Step 5 — Bake and cool
The cake bakes for 45-55 minutes. I start checking at 45 minutes, but mine often needs the full 55. The center should feel set, and a toothpick should come out clean or with a few moist crumbs, not wet batter. I cool it for 10 minutes before removing the springform ring, then I let it cool completely for neater slices.
Tips from my kitchen
- Cut the butter small.Smaller pieces make it easier to get coarse crumbs without overworking the flour.
- Use room-temperature buttermilk and egg.Cold liquid makes the batter harder to mix smoothly.
- Do not panic over thick batter.It is supposed to be thick enough to hold the heavy crumb topping.
- Press the crumbs lightly.If I smash them down, the topping bakes into a dense lid.
- Cool before slicing.Warm slices taste good but crumble badly. I wait when I want tidy wedges.
Variations I have actually tried
- Extra cinnamon:I add another 1/2 teaspoon cinnamon to the topping when I want a stronger spice flavor.
- Walnut crumb:1/2 cup finely chopped walnuts mixed into the topping gives crunch without changing the bake time.
- Blueberry layer:I scatter 3/4 cup blueberries over the batter before adding crumbs. The center is a little softer but delicious.
- Orange zest:1 teaspoon orange zest stirred into the batter brightens the brown sugar topping.
- Glaze drizzle:A thin vanilla glaze over cooled cake makes it sweeter, so I use it only when serving as dessert.
Storing and reheating
I keep this coffee cake covered at room temperature for 2 days or in the refrigerator for up to 5 days. The crumb topping softens a little after the first day, but the flavor holds. For longer storage, I wrap individual slices and freeze them for up to 2 months.

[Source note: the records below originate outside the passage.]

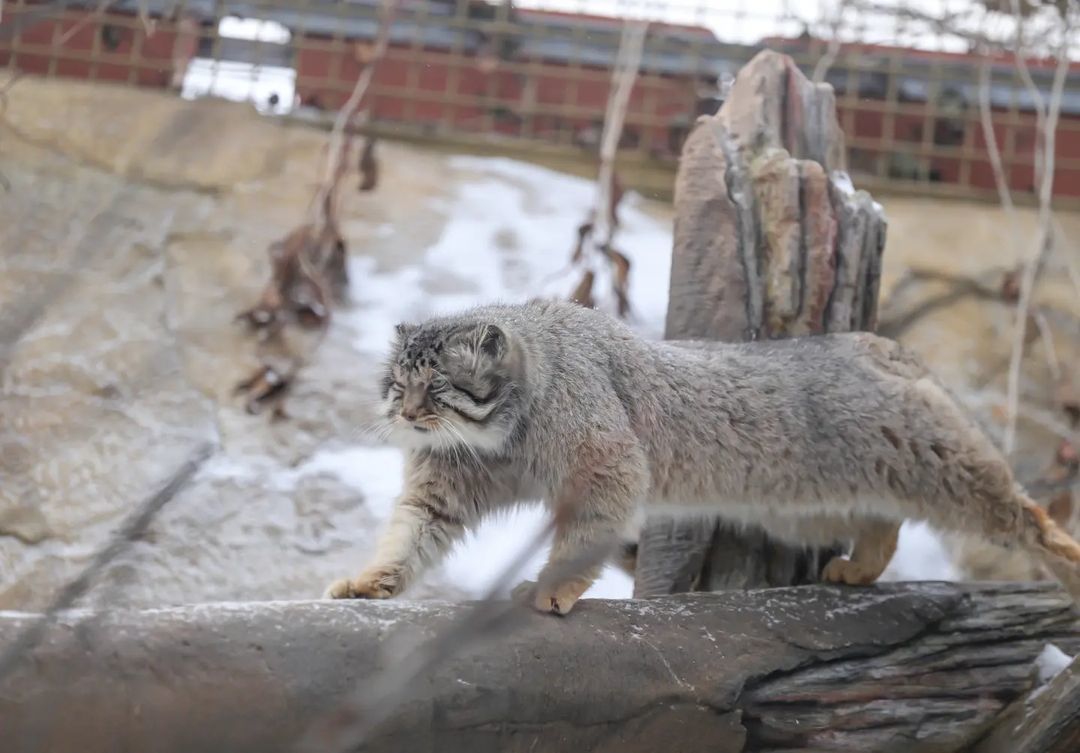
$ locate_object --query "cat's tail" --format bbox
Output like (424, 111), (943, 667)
(1022, 497), (1080, 607)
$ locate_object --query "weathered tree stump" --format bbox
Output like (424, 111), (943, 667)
(0, 583), (1080, 753)
(634, 51), (886, 596)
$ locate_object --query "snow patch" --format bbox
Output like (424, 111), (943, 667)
(881, 521), (962, 580)
(1035, 643), (1072, 685)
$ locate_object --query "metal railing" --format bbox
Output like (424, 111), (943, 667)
(6, 0), (1080, 200)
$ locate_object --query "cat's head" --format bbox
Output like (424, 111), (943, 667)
(380, 320), (522, 457)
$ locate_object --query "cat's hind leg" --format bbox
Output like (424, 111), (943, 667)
(515, 439), (648, 615)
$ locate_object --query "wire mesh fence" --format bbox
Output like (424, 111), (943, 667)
(6, 0), (1080, 203)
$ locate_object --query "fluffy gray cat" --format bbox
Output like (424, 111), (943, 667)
(327, 300), (1080, 615)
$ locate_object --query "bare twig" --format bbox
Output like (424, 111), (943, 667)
(978, 52), (1016, 217)
(1003, 5), (1072, 454)
(0, 444), (214, 683)
(1032, 310), (1062, 381)
(312, 0), (400, 227)
(571, 21), (649, 315)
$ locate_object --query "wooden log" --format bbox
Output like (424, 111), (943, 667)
(0, 583), (1080, 753)
(634, 51), (885, 596)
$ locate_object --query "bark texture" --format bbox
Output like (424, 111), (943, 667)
(0, 583), (1080, 753)
(635, 51), (886, 596)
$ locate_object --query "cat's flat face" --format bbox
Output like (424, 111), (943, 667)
(380, 324), (515, 454)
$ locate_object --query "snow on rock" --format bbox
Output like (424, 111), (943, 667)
(881, 521), (961, 580)
(1035, 643), (1072, 685)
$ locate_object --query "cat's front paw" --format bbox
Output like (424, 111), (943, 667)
(323, 568), (401, 599)
(511, 580), (589, 615)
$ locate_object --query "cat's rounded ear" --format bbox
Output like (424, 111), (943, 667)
(480, 324), (510, 361)
(394, 322), (416, 345)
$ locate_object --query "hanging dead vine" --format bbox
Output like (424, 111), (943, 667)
(235, 0), (400, 417)
(570, 21), (649, 317)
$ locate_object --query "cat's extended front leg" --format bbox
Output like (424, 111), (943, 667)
(326, 493), (465, 599)
(517, 438), (648, 615)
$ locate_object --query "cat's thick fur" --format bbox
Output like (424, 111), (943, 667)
(328, 301), (1080, 614)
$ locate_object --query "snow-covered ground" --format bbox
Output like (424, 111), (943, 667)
(291, 157), (957, 597)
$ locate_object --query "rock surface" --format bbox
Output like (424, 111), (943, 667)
(0, 583), (1080, 753)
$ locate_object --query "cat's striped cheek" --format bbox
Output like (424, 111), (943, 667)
(441, 394), (496, 423)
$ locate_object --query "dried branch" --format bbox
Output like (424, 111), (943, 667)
(312, 0), (400, 230)
(811, 0), (850, 83)
(1003, 0), (1072, 454)
(570, 21), (649, 317)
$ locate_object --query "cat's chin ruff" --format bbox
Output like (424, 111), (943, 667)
(387, 419), (510, 456)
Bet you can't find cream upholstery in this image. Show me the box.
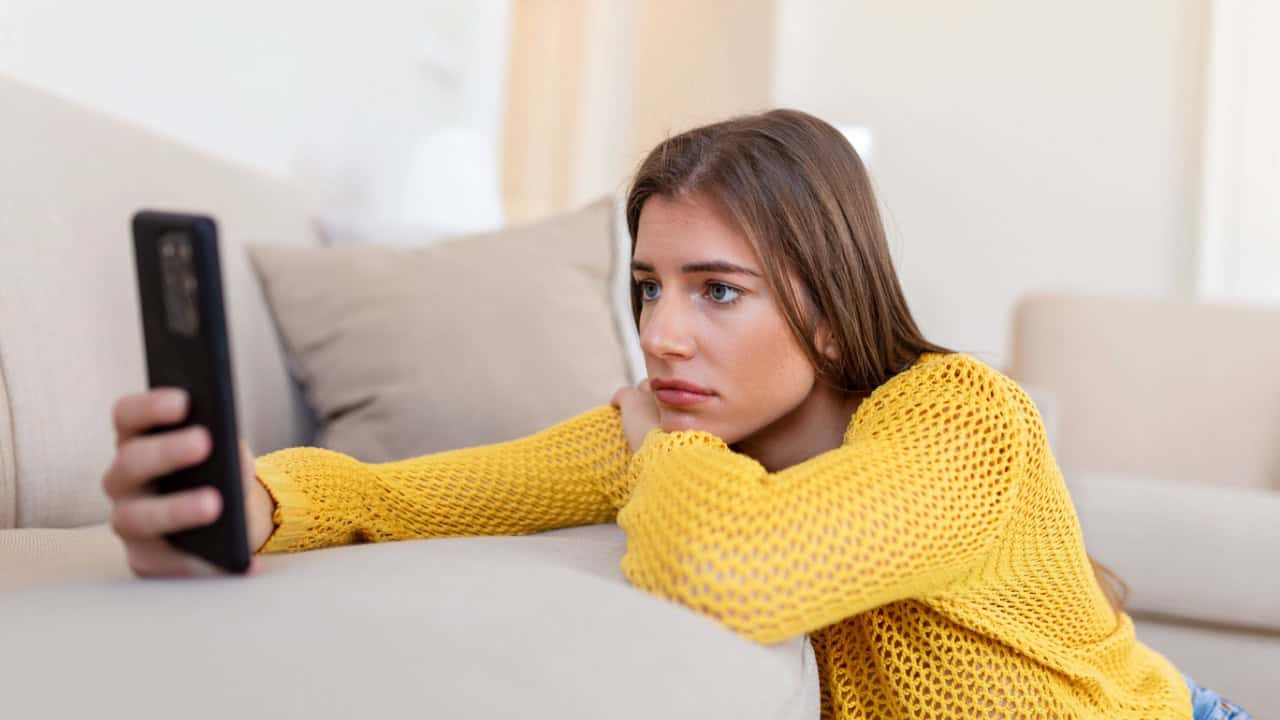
[1010,293,1280,717]
[0,77,319,528]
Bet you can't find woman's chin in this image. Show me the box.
[658,410,705,433]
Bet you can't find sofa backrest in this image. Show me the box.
[0,77,319,528]
[1010,293,1280,491]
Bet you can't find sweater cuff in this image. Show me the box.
[253,455,312,555]
[627,428,728,489]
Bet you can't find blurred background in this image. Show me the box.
[0,0,1280,365]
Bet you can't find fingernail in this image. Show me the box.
[200,489,223,515]
[160,388,187,413]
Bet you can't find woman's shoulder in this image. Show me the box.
[850,352,1025,429]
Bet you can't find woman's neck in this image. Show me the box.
[732,382,869,473]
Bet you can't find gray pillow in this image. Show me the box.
[247,199,630,462]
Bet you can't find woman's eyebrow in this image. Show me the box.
[631,260,760,277]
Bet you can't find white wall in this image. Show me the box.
[773,0,1207,365]
[1199,0,1280,304]
[0,0,509,226]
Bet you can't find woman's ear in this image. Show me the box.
[814,322,840,360]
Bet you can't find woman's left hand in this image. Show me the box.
[609,379,662,452]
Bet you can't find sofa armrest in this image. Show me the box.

To reheat, I warm a slice in the microwave for about 15 seconds, or in a 300°F (149°C) oven for 8-10 minutes if I want the crumb topping to regain a little texture. I do not cover it in the oven because trapped steam softens the crumbs.

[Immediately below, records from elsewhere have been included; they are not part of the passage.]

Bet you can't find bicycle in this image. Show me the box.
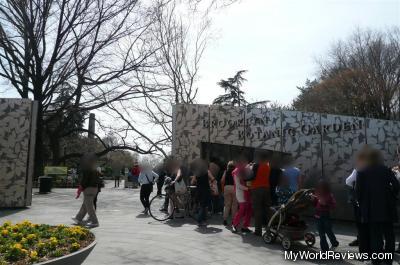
[149,186,213,222]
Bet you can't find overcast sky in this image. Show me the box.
[198,0,400,104]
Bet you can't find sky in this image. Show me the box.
[198,0,400,104]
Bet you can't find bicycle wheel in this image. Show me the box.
[149,194,174,222]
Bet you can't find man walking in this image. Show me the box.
[250,153,271,236]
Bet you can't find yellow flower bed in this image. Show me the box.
[0,221,94,265]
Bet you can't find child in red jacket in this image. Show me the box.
[313,180,339,251]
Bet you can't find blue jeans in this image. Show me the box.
[316,213,339,251]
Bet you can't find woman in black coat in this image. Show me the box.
[356,147,399,264]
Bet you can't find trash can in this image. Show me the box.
[39,176,53,193]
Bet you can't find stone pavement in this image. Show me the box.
[0,182,396,265]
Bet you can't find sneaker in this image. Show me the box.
[85,222,99,228]
[71,217,85,225]
[232,225,238,234]
[242,227,253,233]
[349,239,358,247]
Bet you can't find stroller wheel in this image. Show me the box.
[304,232,315,247]
[263,230,276,244]
[282,237,292,250]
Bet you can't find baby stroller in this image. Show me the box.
[263,189,315,250]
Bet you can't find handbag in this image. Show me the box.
[174,179,186,194]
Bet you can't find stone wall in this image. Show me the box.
[172,105,400,219]
[0,99,36,207]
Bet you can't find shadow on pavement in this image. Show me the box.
[0,207,29,218]
[136,213,151,218]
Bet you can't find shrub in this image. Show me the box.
[0,221,94,265]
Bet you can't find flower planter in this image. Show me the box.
[35,241,97,265]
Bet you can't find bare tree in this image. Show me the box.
[293,27,400,119]
[0,0,166,176]
[109,1,210,157]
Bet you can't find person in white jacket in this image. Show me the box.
[138,165,158,214]
[345,150,367,247]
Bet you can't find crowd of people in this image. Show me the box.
[73,147,400,264]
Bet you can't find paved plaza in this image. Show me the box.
[0,184,396,265]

Frequently asked questions
Can I bake this in a regular cake pan?
I strongly prefer a 9-inch springform pan because the cake is tall. If I use a regular pan, I choose one with high sides and line it carefully, but removal is not as clean.
Can I use yogurt instead of buttermilk?
Plain yogurt thinned with a little milk can work. I aim for the consistency of buttermilk so the batter does not become too stiff.
Why is my center underbaked?
This cake is thick and the crumb topping insulates the middle. I check with a toothpick in the center and give it the full 55 minutes if needed.
Can I make it ahead?
Yes. I often bake it the night before. Once it cools, I cover it and leave it at room temperature, then slice in the morning.
Does coffee cake have coffee in it?
Not this one. The name comes from serving it with coffee. The flavor is butter, cinnamon, brown sugar, and vanilla.
If you bake it, I would like to know whether you are also a crumb-first person.